Q: What is the most difficult?
I think the most difficult parts of book writing are checking the patterns for accuracy and consistency and ensuring that the directions are easy to follow.
Q: How do you get inspired when you’re feeling a lack of creativity?
S: I’ve never suffered from a lack of creativity. I find inspiration in everything: my father’s bird carvings, trees, flowers, and traditional patterns. I have collected many knitting or craft books while traveling through Europe, Canada, and the United States.
Q: What is the skill or technique that most intimidates you?
S: I find any new technique intimidating; however, I know that with patience and practice I can master any technique.
Q: What tool, notion or material can you not live without?
S: For designing, my computer and my books are essential. I collect books on virtually everything. For knitting, I keep a travel kit of essential tools. This kit contains scissors, row and stitch markers, large safety pins, a tape measure, darning needle, and spare knitting needles.
Q: How has knitting changed your life?
S: My husband says that knitting, designing, and donating are what keeps me alive. I have been undergoing chemotherapy since 2004 for a re-occurrence of breast cancer. I knit during chemotherapy, as well as before and after. I design when the steroids given with chemo keep me from sleeping and when the effects of chemo wear off. I donated more than 30 items from Colorwork Creations to my Community Cancer Center for a fundraiser that included a reception, book signing, and silent auction of my knitted projects.
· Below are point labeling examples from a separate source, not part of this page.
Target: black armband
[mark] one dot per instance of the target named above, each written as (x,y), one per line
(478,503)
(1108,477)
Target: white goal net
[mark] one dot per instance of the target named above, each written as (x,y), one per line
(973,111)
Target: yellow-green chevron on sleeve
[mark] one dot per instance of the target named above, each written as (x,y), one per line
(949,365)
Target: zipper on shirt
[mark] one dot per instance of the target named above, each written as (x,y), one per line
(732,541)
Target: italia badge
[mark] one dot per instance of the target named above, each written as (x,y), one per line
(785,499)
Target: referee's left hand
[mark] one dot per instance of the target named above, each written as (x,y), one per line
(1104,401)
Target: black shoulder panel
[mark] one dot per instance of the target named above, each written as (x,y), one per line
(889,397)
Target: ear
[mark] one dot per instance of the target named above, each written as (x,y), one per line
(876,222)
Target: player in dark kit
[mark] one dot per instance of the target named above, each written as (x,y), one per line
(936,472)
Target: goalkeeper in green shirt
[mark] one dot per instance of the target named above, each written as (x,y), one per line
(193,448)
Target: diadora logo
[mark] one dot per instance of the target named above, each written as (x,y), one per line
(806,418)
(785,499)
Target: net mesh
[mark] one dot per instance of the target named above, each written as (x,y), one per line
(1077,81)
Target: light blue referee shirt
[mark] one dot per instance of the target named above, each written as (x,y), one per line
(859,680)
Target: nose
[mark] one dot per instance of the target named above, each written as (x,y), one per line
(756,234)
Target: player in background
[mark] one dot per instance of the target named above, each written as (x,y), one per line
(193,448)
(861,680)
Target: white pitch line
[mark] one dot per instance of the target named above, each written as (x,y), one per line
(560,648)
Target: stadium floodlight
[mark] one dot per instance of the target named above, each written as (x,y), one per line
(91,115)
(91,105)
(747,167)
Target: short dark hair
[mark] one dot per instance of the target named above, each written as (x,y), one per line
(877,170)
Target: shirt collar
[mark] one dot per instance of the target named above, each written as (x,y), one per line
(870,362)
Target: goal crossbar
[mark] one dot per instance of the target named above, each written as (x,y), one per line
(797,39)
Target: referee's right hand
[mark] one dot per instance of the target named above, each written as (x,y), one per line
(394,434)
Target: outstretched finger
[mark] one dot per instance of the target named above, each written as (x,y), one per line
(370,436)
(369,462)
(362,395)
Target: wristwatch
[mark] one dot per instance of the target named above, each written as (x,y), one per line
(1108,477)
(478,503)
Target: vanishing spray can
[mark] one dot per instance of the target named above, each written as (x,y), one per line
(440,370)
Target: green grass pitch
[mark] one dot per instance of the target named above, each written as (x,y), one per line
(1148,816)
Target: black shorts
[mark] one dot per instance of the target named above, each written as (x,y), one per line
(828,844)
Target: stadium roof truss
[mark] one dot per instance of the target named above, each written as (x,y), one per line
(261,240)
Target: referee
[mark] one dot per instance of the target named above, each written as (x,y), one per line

This event raised more than $8000 to pay for chemo for uninsured or underinsured patients.
If you’re a knitter, Colorwork Creations is an essential part of your library. And be sure to keep an eye out for Nordic Knitting Traditions, due out in September.
Susan Anderson-Freed is the author of Colorwork Creations. She is a retired Professor of Computer Science at Illinois Wesleyan University and a published author in that field. She is the author Weaving a Web Site and coauthor of Fundamentals of Data Structures in C, which has been translated into French, German, Italian, Chinese, and Korean. She has been knitting for over 50 years. She has offered knitting workshops in Wisconsin, Illinois and Minnesota.
Susan lives in Bloomington, Illinois with her husband John, a retired professor of history at Illinois State University, as well as two cats and a rambunctious golden retriever.